FCC chairman Julius Genachowski’s chief of staff and members of the commission’s office of strategic planning sat down with broadband providers including AT&T and Verizon, as well as Internet giants Google and Skype, to hash out differences on several issues.
A key topic during the two-hour discussion concerned net neutrality rules that would require network operators to treat all content equally, the “Washington Post” reported.
The meeting came two months after a federal court decision cast doubt on the FCC’s ability to enforce network neutrality. In that ruling, the U.S. Court of Appeals for the D.C. Circuit found that the FCC lacked the authority to stop Comcast from slowing traffic to a popular file-sharing website.
FCC chief of staff Eddie Lazarus told the newspaper that the commission held the meeting to “seize an opportunity.” Companies have already begun discussing various aspects of possible net neutrality regulations, considering, for example, how carriers could manage traffic on their networks and whether wireless services should be subject to the regulations.
Public interest groups criticized the meeting, saying it should have been conducted with greater transparency, particularly if the agency is considering a retreat from its recently announced plans to re-regulate broadband.

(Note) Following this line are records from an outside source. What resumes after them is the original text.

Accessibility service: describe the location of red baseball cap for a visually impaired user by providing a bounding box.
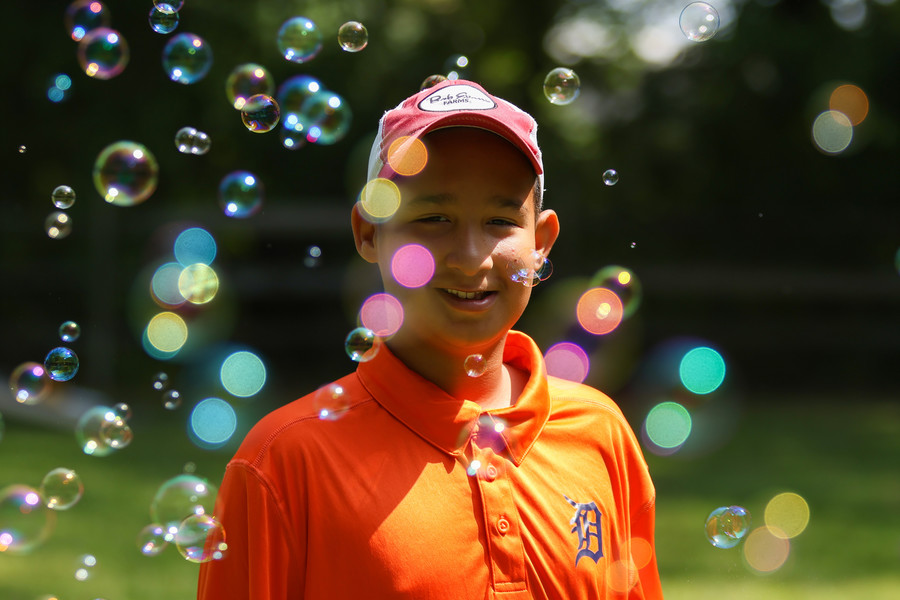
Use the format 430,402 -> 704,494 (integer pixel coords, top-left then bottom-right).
369,79 -> 544,190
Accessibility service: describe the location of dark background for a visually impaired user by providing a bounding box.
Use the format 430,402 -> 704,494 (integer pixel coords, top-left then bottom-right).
0,0 -> 900,424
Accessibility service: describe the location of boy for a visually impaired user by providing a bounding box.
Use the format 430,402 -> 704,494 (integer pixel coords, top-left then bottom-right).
198,80 -> 662,600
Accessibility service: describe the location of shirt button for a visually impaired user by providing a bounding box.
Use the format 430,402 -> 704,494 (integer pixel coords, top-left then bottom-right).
497,517 -> 509,535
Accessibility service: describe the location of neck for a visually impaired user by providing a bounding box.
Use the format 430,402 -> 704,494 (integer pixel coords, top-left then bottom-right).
388,336 -> 527,410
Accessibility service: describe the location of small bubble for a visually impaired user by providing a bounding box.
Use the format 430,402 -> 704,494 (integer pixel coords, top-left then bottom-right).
175,127 -> 212,155
338,21 -> 369,52
544,67 -> 581,105
344,327 -> 381,362
706,506 -> 750,548
44,211 -> 72,240
163,390 -> 181,410
50,185 -> 75,210
44,346 -> 78,381
463,354 -> 487,377
59,321 -> 81,344
678,2 -> 719,42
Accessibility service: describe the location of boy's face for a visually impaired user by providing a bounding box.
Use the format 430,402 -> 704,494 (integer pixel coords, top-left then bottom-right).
353,127 -> 559,356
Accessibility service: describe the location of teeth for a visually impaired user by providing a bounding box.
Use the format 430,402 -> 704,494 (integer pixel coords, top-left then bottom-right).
444,288 -> 484,300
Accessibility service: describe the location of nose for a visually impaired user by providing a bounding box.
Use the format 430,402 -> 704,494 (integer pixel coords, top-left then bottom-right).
445,228 -> 494,276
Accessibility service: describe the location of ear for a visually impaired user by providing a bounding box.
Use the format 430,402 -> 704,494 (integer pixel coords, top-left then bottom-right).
350,202 -> 378,263
534,209 -> 559,258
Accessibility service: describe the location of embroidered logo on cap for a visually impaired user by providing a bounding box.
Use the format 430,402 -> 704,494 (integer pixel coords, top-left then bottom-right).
419,84 -> 497,112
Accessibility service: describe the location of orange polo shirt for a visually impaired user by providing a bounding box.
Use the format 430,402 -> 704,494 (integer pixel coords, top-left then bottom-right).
198,331 -> 662,600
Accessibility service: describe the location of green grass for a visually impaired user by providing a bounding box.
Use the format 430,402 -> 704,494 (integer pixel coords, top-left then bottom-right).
0,399 -> 900,600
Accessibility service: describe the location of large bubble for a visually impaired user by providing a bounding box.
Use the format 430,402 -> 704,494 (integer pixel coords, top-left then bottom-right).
94,140 -> 159,206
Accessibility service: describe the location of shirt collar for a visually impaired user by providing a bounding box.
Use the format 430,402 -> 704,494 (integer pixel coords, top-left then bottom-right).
356,331 -> 550,465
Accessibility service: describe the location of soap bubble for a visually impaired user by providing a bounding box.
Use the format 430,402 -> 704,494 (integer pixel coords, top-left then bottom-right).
175,514 -> 228,563
175,127 -> 212,154
40,467 -> 84,510
59,321 -> 81,344
344,327 -> 382,362
463,354 -> 487,377
44,346 -> 78,381
9,361 -> 52,404
78,27 -> 129,79
544,67 -> 581,105
65,0 -> 109,42
706,506 -> 750,548
313,383 -> 350,421
590,265 -> 644,319
298,90 -> 353,145
219,171 -> 265,219
44,211 -> 72,240
50,185 -> 75,210
277,17 -> 322,63
94,140 -> 159,206
147,2 -> 179,34
338,21 -> 369,52
0,484 -> 56,556
162,33 -> 213,85
225,63 -> 280,110
137,523 -> 169,556
150,474 -> 217,541
241,94 -> 281,133
678,2 -> 719,42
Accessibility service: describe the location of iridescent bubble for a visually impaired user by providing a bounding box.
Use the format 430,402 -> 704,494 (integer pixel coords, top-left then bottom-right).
175,514 -> 228,563
75,406 -> 118,456
225,63 -> 280,110
137,523 -> 169,556
162,33 -> 213,85
590,265 -> 643,319
344,327 -> 382,362
241,94 -> 281,133
163,390 -> 181,410
151,371 -> 169,392
575,287 -> 624,335
59,321 -> 81,344
40,467 -> 84,510
94,140 -> 159,206
544,67 -> 581,106
297,90 -> 353,146
178,263 -> 219,304
219,350 -> 266,398
419,74 -> 447,91
148,2 -> 179,35
313,383 -> 350,421
173,227 -> 218,267
150,474 -> 218,542
678,2 -> 719,42
100,415 -> 134,450
338,21 -> 369,52
0,484 -> 56,556
277,17 -> 322,63
175,127 -> 212,155
44,211 -> 72,240
50,185 -> 75,210
463,354 -> 487,377
188,398 -> 237,449
44,346 -> 78,381
65,0 -> 109,42
706,506 -> 750,548
9,361 -> 52,404
678,346 -> 725,395
219,171 -> 265,219
78,27 -> 130,79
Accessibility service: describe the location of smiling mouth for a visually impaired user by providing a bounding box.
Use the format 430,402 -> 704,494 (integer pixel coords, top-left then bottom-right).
444,288 -> 494,300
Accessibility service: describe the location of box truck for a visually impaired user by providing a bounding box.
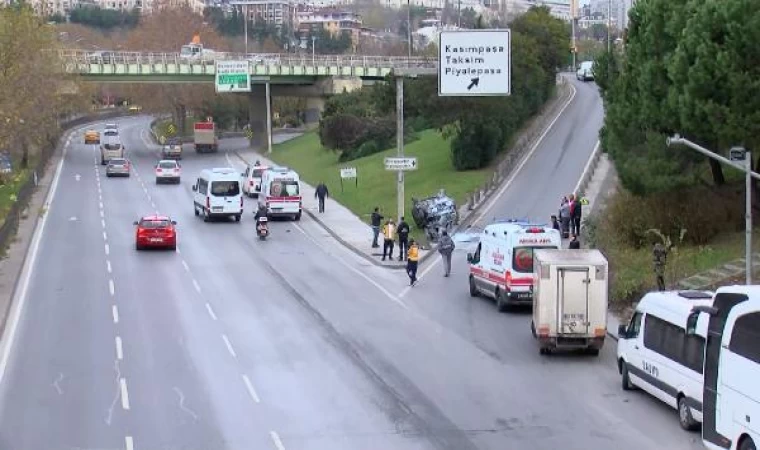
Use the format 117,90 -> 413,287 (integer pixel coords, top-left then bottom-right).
531,249 -> 609,355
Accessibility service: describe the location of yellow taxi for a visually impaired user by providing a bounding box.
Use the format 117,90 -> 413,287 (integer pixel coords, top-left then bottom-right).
84,130 -> 100,144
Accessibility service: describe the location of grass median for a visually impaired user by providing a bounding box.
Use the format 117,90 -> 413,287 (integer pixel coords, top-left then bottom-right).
271,130 -> 491,243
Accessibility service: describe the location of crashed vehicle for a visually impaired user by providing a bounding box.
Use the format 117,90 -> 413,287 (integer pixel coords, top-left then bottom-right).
412,190 -> 459,242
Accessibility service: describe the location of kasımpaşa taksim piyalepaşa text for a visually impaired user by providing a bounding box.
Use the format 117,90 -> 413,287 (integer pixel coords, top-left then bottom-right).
444,45 -> 505,77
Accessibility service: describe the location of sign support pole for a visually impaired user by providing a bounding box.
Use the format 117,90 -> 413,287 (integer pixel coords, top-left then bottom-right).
264,81 -> 272,153
396,76 -> 404,221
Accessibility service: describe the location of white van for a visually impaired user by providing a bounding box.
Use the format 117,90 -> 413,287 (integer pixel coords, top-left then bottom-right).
467,220 -> 562,311
259,167 -> 303,220
193,167 -> 243,222
100,136 -> 124,166
530,249 -> 608,356
240,165 -> 269,197
617,291 -> 714,430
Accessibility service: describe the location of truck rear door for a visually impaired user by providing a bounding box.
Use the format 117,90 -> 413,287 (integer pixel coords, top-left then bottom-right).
557,267 -> 591,336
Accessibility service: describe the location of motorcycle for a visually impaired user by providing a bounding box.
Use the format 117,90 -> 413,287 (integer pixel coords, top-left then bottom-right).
256,217 -> 269,241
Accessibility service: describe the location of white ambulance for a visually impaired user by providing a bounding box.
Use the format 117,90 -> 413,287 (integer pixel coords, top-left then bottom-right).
259,167 -> 303,220
467,219 -> 562,311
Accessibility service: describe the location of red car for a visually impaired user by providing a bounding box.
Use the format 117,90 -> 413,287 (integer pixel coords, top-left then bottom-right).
135,215 -> 177,250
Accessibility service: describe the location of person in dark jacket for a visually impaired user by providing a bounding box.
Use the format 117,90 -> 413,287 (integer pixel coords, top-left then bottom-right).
396,217 -> 409,261
314,182 -> 330,212
370,207 -> 383,248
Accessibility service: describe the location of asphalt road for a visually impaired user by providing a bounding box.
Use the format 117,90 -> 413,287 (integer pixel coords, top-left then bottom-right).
0,80 -> 699,450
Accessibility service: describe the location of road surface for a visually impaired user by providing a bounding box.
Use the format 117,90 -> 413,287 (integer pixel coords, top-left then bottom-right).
0,81 -> 697,450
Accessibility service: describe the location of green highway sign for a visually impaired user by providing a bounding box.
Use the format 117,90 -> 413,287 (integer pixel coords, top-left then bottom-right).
214,61 -> 251,92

No public interest groups were invited.
“It is stunning that the FCC would convene meetings between industry giants to allow them to determine how the agency should best protect the public interest,” said Josh Silver, president and CEO of Free Press, a media advocacy group. “The Obama administration promised a new era of transparency, and to ‘take a backseat to no one’ on net neutrality, but these meetings seem to indicate that this FCC has no problem brokering backroom deals without any public input or scrutiny.